Drowsy Detection Result

Active Detection Result

Sleepy Detect Result

Role in Automotive Safety

(i) Accident Prevention

Timely detection of drowsiness helps prevent accidents caused by driver fatigue.

(ii) Enhancing Safety Measures

Real-time monitoring ensures drivers remain attentive, thereby reducing the risk of collisions.

(iii) Integration into Driver Assistance Systems

These systems can be integrated into advanced driver-assistance systems (ADAS) to enhance safety features in modern vehicles.

Conclusion

In this tutorial, we explored drowsiness detection using facial landmarks and Python. Implementing this code means safer driving, especially in the automotive sector. With OpenCV for video processing and Dlib for facial recognition, identifying driver drowsiness becomes accurate.

This holds promise for improved road safety by enabling early alerts for potential accidents caused by driver fatigue. This technology's integration into advanced driver-assistance systems signals a future where vehicles actively ensure our safety, reshaping automotive safety measures toward safer roads.

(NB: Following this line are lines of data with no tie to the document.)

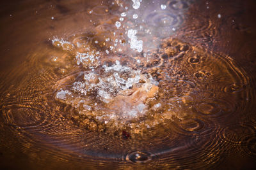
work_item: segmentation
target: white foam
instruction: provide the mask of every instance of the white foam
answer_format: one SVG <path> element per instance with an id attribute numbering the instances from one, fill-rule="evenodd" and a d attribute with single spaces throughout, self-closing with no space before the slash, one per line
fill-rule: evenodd
<path id="1" fill-rule="evenodd" d="M 133 8 L 134 8 L 135 10 L 138 9 L 140 6 L 140 3 L 139 0 L 132 0 L 132 1 L 133 2 L 133 4 L 132 4 Z"/>
<path id="2" fill-rule="evenodd" d="M 60 91 L 57 92 L 56 98 L 61 100 L 65 100 L 67 98 L 66 95 L 71 95 L 71 92 L 67 90 L 63 90 L 61 89 Z"/>

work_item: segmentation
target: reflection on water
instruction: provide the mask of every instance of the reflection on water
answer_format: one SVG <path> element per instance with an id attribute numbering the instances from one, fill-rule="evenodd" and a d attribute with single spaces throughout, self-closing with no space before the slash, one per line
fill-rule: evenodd
<path id="1" fill-rule="evenodd" d="M 6 6 L 4 167 L 255 165 L 252 1 Z"/>

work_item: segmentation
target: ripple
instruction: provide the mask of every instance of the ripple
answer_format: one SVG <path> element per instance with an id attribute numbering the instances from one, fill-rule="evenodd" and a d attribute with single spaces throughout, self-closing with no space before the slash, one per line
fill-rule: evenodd
<path id="1" fill-rule="evenodd" d="M 150 153 L 147 152 L 135 151 L 128 153 L 126 155 L 125 160 L 134 163 L 145 163 L 151 160 L 151 155 Z"/>
<path id="2" fill-rule="evenodd" d="M 179 125 L 187 132 L 196 132 L 204 129 L 204 123 L 200 119 L 182 120 Z"/>
<path id="3" fill-rule="evenodd" d="M 102 16 L 108 15 L 108 12 L 109 11 L 108 7 L 105 5 L 97 5 L 92 8 L 90 10 L 91 13 L 93 15 Z"/>
<path id="4" fill-rule="evenodd" d="M 241 139 L 241 146 L 245 155 L 252 158 L 256 157 L 256 137 L 255 134 L 247 136 Z"/>
<path id="5" fill-rule="evenodd" d="M 227 116 L 236 110 L 234 104 L 216 99 L 207 99 L 204 102 L 200 102 L 195 106 L 195 108 L 199 113 L 214 117 Z"/>
<path id="6" fill-rule="evenodd" d="M 248 136 L 253 136 L 255 132 L 254 128 L 237 124 L 224 127 L 220 132 L 220 135 L 221 139 L 224 142 L 228 143 L 230 146 L 238 146 L 241 144 L 242 138 L 246 138 Z"/>
<path id="7" fill-rule="evenodd" d="M 190 1 L 184 0 L 169 1 L 166 4 L 172 9 L 179 11 L 188 9 L 191 2 Z"/>
<path id="8" fill-rule="evenodd" d="M 146 22 L 150 25 L 171 28 L 180 24 L 179 17 L 179 15 L 169 13 L 153 12 L 147 16 Z"/>

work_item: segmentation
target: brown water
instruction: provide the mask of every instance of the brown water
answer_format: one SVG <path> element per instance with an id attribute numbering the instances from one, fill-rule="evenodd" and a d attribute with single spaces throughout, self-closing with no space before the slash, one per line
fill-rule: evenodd
<path id="1" fill-rule="evenodd" d="M 255 166 L 253 1 L 34 1 L 0 10 L 1 167 Z"/>

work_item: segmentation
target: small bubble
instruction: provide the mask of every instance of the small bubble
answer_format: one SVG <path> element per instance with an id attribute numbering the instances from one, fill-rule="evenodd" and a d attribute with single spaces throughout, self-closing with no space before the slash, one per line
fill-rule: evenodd
<path id="1" fill-rule="evenodd" d="M 161 9 L 162 9 L 163 10 L 164 10 L 165 9 L 166 9 L 166 6 L 165 4 L 161 4 Z"/>
<path id="2" fill-rule="evenodd" d="M 119 21 L 116 21 L 116 27 L 119 28 L 121 26 L 121 22 L 120 22 Z"/>
<path id="3" fill-rule="evenodd" d="M 132 16 L 133 18 L 136 19 L 138 18 L 138 15 L 134 13 Z"/>
<path id="4" fill-rule="evenodd" d="M 126 16 L 126 13 L 125 13 L 125 12 L 121 13 L 121 16 L 122 17 L 125 17 Z"/>

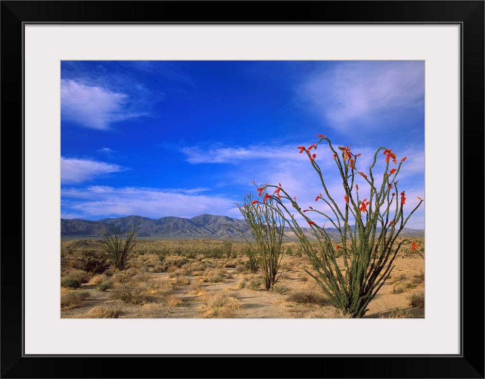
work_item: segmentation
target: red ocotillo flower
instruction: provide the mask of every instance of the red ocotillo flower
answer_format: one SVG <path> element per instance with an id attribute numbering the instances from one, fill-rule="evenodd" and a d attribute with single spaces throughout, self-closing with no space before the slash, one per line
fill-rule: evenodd
<path id="1" fill-rule="evenodd" d="M 360 204 L 360 208 L 359 208 L 359 210 L 361 212 L 367 212 L 367 206 L 369 205 L 369 201 L 367 201 L 367 202 L 366 202 L 366 201 L 367 201 L 367 198 L 364 199 Z"/>

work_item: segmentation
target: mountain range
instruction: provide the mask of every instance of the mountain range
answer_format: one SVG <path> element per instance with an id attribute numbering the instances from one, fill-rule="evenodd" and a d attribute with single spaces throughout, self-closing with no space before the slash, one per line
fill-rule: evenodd
<path id="1" fill-rule="evenodd" d="M 146 217 L 131 215 L 126 217 L 101 218 L 97 221 L 89 221 L 80 218 L 61 219 L 61 237 L 62 238 L 98 238 L 101 236 L 99 228 L 116 225 L 126 225 L 126 221 L 133 225 L 139 221 L 137 235 L 147 240 L 192 239 L 210 238 L 212 239 L 239 239 L 243 238 L 242 231 L 249 238 L 251 236 L 249 228 L 245 221 L 227 216 L 217 216 L 207 214 L 192 218 L 168 216 L 153 220 Z M 326 228 L 325 231 L 332 239 L 340 240 L 337 229 Z M 308 237 L 312 237 L 312 230 L 302 228 L 302 230 Z M 399 234 L 403 237 L 424 237 L 424 231 L 404 228 Z M 285 239 L 295 239 L 294 234 L 289 228 L 285 228 Z"/>

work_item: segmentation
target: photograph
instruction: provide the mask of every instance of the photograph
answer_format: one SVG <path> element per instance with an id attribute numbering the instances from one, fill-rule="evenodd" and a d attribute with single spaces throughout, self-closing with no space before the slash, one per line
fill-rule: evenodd
<path id="1" fill-rule="evenodd" d="M 61 62 L 61 317 L 419 318 L 424 61 Z"/>
<path id="2" fill-rule="evenodd" d="M 0 1 L 0 378 L 485 378 L 484 5 Z"/>

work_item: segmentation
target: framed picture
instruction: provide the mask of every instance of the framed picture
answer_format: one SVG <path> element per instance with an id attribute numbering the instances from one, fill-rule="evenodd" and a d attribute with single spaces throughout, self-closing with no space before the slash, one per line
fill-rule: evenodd
<path id="1" fill-rule="evenodd" d="M 483 266 L 464 255 L 463 210 L 464 158 L 483 157 L 469 124 L 484 125 L 484 2 L 281 2 L 281 16 L 224 3 L 236 19 L 214 20 L 221 2 L 1 2 L 2 121 L 22 146 L 21 170 L 4 171 L 22 184 L 22 248 L 2 257 L 2 378 L 148 377 L 150 359 L 198 377 L 193 362 L 263 357 L 275 363 L 259 376 L 484 378 Z M 61 62 L 94 61 L 424 62 L 425 317 L 61 319 Z"/>

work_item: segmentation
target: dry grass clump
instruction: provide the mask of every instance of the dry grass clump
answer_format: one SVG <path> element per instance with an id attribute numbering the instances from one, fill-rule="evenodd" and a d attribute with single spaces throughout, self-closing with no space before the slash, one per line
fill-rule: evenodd
<path id="1" fill-rule="evenodd" d="M 286 298 L 287 301 L 294 301 L 299 304 L 316 304 L 326 305 L 328 302 L 324 297 L 307 291 L 299 291 L 290 295 Z"/>
<path id="2" fill-rule="evenodd" d="M 246 268 L 246 266 L 244 264 L 240 263 L 234 267 L 234 270 L 233 272 L 234 274 L 245 274 L 247 272 L 247 269 Z"/>
<path id="3" fill-rule="evenodd" d="M 234 318 L 234 311 L 242 308 L 235 297 L 224 293 L 207 296 L 204 301 L 204 318 Z"/>
<path id="4" fill-rule="evenodd" d="M 280 294 L 280 295 L 284 294 L 288 289 L 288 287 L 283 284 L 275 284 L 273 286 L 273 288 L 274 292 L 276 292 L 277 294 Z"/>
<path id="5" fill-rule="evenodd" d="M 91 308 L 84 316 L 87 318 L 118 318 L 123 314 L 121 307 L 116 303 L 103 303 Z"/>
<path id="6" fill-rule="evenodd" d="M 63 310 L 72 309 L 89 297 L 89 293 L 87 291 L 68 291 L 61 289 L 61 309 Z"/>
<path id="7" fill-rule="evenodd" d="M 418 308 L 424 308 L 424 293 L 418 292 L 413 294 L 408 299 L 409 301 L 409 305 L 411 307 Z"/>
<path id="8" fill-rule="evenodd" d="M 155 264 L 153 267 L 153 272 L 165 272 L 166 271 L 165 266 L 162 264 Z"/>
<path id="9" fill-rule="evenodd" d="M 412 314 L 407 309 L 395 308 L 379 318 L 412 318 Z"/>
<path id="10" fill-rule="evenodd" d="M 204 289 L 204 284 L 202 284 L 202 280 L 200 279 L 197 279 L 193 281 L 187 293 L 195 295 L 197 296 L 202 296 L 205 295 L 206 290 Z"/>
<path id="11" fill-rule="evenodd" d="M 140 318 L 161 318 L 166 313 L 163 304 L 160 303 L 146 304 L 142 308 Z"/>
<path id="12" fill-rule="evenodd" d="M 118 283 L 113 287 L 111 297 L 130 304 L 144 304 L 151 300 L 154 292 L 156 291 L 146 282 Z"/>
<path id="13" fill-rule="evenodd" d="M 88 285 L 97 285 L 107 280 L 108 275 L 106 274 L 97 274 L 91 279 L 88 282 Z"/>
<path id="14" fill-rule="evenodd" d="M 185 276 L 187 274 L 187 270 L 184 268 L 178 268 L 176 266 L 171 266 L 167 270 L 168 271 L 168 277 L 171 278 L 178 278 L 180 276 Z"/>
<path id="15" fill-rule="evenodd" d="M 414 275 L 411 280 L 416 284 L 424 284 L 424 273 L 420 272 L 417 275 Z"/>
<path id="16" fill-rule="evenodd" d="M 292 293 L 287 297 L 288 301 L 294 301 L 299 304 L 315 304 L 327 305 L 328 301 L 323 297 L 322 289 L 314 282 L 305 284 L 298 291 Z"/>
<path id="17" fill-rule="evenodd" d="M 202 281 L 219 283 L 226 281 L 224 270 L 215 268 L 207 268 L 202 275 Z"/>
<path id="18" fill-rule="evenodd" d="M 134 271 L 118 271 L 113 274 L 113 280 L 117 283 L 125 283 L 130 280 L 131 277 L 136 275 Z"/>
<path id="19" fill-rule="evenodd" d="M 68 273 L 66 277 L 77 279 L 80 283 L 87 283 L 93 277 L 92 274 L 82 270 L 73 270 Z"/>
<path id="20" fill-rule="evenodd" d="M 167 295 L 162 297 L 167 307 L 178 307 L 182 305 L 182 299 L 174 295 Z"/>
<path id="21" fill-rule="evenodd" d="M 177 278 L 175 281 L 177 283 L 179 283 L 184 285 L 189 285 L 190 284 L 190 279 L 189 278 L 189 277 L 187 276 L 179 276 Z"/>

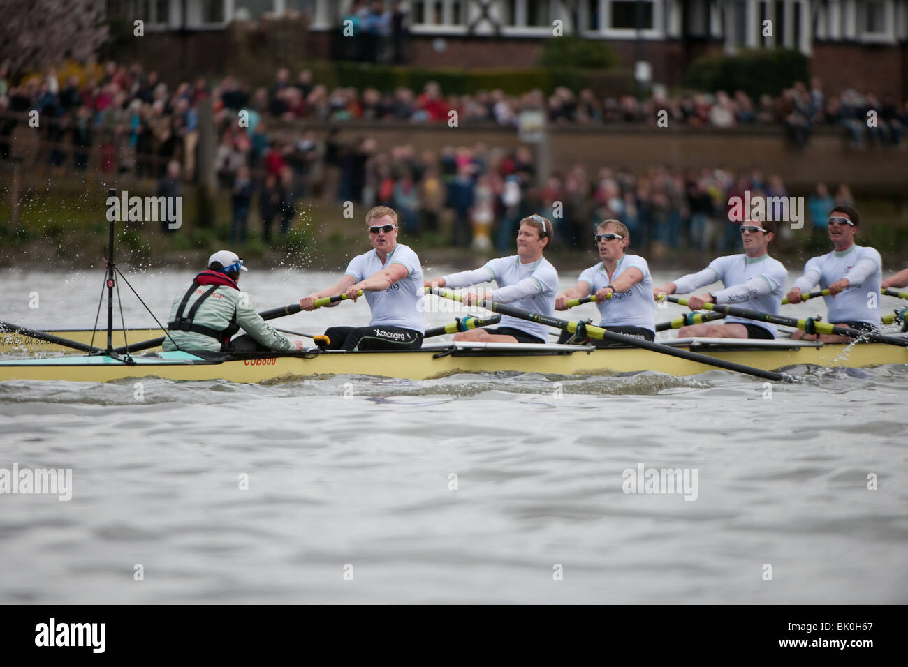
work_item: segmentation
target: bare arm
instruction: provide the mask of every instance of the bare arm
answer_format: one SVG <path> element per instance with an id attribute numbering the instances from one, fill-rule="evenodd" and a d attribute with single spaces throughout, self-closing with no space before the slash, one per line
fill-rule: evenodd
<path id="1" fill-rule="evenodd" d="M 350 283 L 347 288 L 347 296 L 356 299 L 356 293 L 360 289 L 364 292 L 380 292 L 387 289 L 398 280 L 409 275 L 407 267 L 403 264 L 390 264 L 380 271 L 376 271 L 365 280 L 357 283 Z M 352 279 L 351 279 L 352 280 Z"/>
<path id="2" fill-rule="evenodd" d="M 303 310 L 311 310 L 312 301 L 314 301 L 316 299 L 321 299 L 322 297 L 333 297 L 335 294 L 343 294 L 345 291 L 347 291 L 347 289 L 354 282 L 356 282 L 356 279 L 353 278 L 351 275 L 347 274 L 340 280 L 338 280 L 337 284 L 334 285 L 334 287 L 330 287 L 326 289 L 321 289 L 321 291 L 312 292 L 308 297 L 303 297 L 302 299 L 301 299 L 300 307 Z M 337 306 L 339 303 L 340 301 L 336 301 L 334 303 L 330 304 L 330 306 L 334 307 Z"/>
<path id="3" fill-rule="evenodd" d="M 626 292 L 643 280 L 643 271 L 639 269 L 628 269 L 612 281 L 614 291 Z M 603 288 L 605 289 L 605 288 Z M 598 292 L 597 292 L 598 294 Z"/>

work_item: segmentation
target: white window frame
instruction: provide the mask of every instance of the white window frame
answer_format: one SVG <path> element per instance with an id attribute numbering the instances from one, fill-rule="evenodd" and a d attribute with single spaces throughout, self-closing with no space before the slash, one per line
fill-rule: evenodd
<path id="1" fill-rule="evenodd" d="M 883 5 L 883 29 L 871 33 L 864 29 L 867 17 L 867 3 Z M 865 0 L 857 5 L 857 36 L 862 44 L 895 44 L 895 5 L 893 0 Z"/>
<path id="2" fill-rule="evenodd" d="M 222 30 L 233 18 L 233 0 L 215 0 L 223 5 L 223 20 L 215 23 L 202 23 L 202 0 L 197 2 L 187 2 L 186 10 L 189 15 L 186 17 L 186 27 L 191 30 Z M 182 21 L 181 17 L 181 21 Z"/>
<path id="3" fill-rule="evenodd" d="M 612 27 L 612 3 L 614 1 L 599 0 L 599 15 L 602 16 L 602 22 L 598 34 L 609 39 L 637 39 L 638 34 L 636 28 Z M 641 30 L 639 36 L 643 39 L 665 39 L 662 2 L 661 0 L 646 1 L 653 5 L 653 27 L 648 30 Z"/>
<path id="4" fill-rule="evenodd" d="M 467 25 L 473 18 L 473 13 L 470 11 L 472 3 L 469 0 L 460 0 L 461 6 L 463 7 L 461 15 L 466 14 L 469 18 L 461 15 L 461 20 L 466 22 L 459 25 L 453 25 L 450 22 L 451 16 L 454 15 L 454 8 L 451 3 L 454 0 L 440 0 L 441 6 L 441 24 L 418 24 L 415 23 L 413 18 L 413 5 L 416 2 L 421 2 L 423 5 L 423 16 L 428 16 L 429 10 L 432 5 L 434 5 L 438 0 L 410 0 L 410 32 L 413 34 L 466 34 Z M 483 26 L 488 26 L 488 22 L 483 21 Z M 484 32 L 484 31 L 480 31 Z"/>

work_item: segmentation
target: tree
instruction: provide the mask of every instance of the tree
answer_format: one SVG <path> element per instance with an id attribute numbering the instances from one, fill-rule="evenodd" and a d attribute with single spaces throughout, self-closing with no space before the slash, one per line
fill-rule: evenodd
<path id="1" fill-rule="evenodd" d="M 0 62 L 14 76 L 89 61 L 106 38 L 96 0 L 0 0 Z"/>

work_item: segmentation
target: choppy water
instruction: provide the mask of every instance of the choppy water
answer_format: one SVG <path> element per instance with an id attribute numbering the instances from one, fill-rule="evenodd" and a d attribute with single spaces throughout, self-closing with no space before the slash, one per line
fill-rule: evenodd
<path id="1" fill-rule="evenodd" d="M 188 280 L 129 278 L 159 317 Z M 332 278 L 243 282 L 264 309 Z M 0 319 L 94 320 L 96 271 L 2 279 Z M 281 324 L 367 321 L 345 303 Z M 718 370 L 150 380 L 141 402 L 130 382 L 3 383 L 0 468 L 73 483 L 0 495 L 0 602 L 908 602 L 908 367 L 799 370 L 770 398 Z M 696 500 L 624 493 L 641 465 L 696 470 Z"/>

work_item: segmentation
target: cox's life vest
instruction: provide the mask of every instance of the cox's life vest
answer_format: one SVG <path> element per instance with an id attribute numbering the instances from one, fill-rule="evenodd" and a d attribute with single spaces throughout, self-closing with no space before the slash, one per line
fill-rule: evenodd
<path id="1" fill-rule="evenodd" d="M 195 303 L 192 304 L 192 308 L 189 309 L 189 313 L 183 317 L 183 313 L 186 308 L 186 304 L 189 302 L 190 296 L 192 296 L 192 294 L 195 291 L 195 288 L 201 285 L 211 285 L 211 287 L 196 299 Z M 199 307 L 206 299 L 212 296 L 215 289 L 222 285 L 232 288 L 237 291 L 240 290 L 236 282 L 234 282 L 230 276 L 219 271 L 205 270 L 197 275 L 192 280 L 192 286 L 186 290 L 186 293 L 183 295 L 183 300 L 180 301 L 180 307 L 176 309 L 176 315 L 174 316 L 173 320 L 167 322 L 167 329 L 171 331 L 192 331 L 193 333 L 202 334 L 202 336 L 210 336 L 221 343 L 222 349 L 227 349 L 227 345 L 230 343 L 231 337 L 240 330 L 240 325 L 236 323 L 235 309 L 233 310 L 233 316 L 231 318 L 226 329 L 216 329 L 212 327 L 196 324 L 192 321 L 195 319 L 195 313 L 199 310 Z"/>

Frequently Asked Questions

1.How to detect drowsiness in a car?

Detecting driver drowsiness in a car involves using various sensors and technologies like computer vision cameras to monitor facial movements, eye behavior, blinking patterns, and head position.

It also includes analyzing steering patterns, heart rate, and skin conductance to identify signs of fatigue. Advanced systems employ machine learning algorithms to assess driving behavior and issue warnings or alerts when drowsiness is detected. These measures aim to prevent accidents by alerting drivers or activating safety protocols, ensuring safer roads for everyone.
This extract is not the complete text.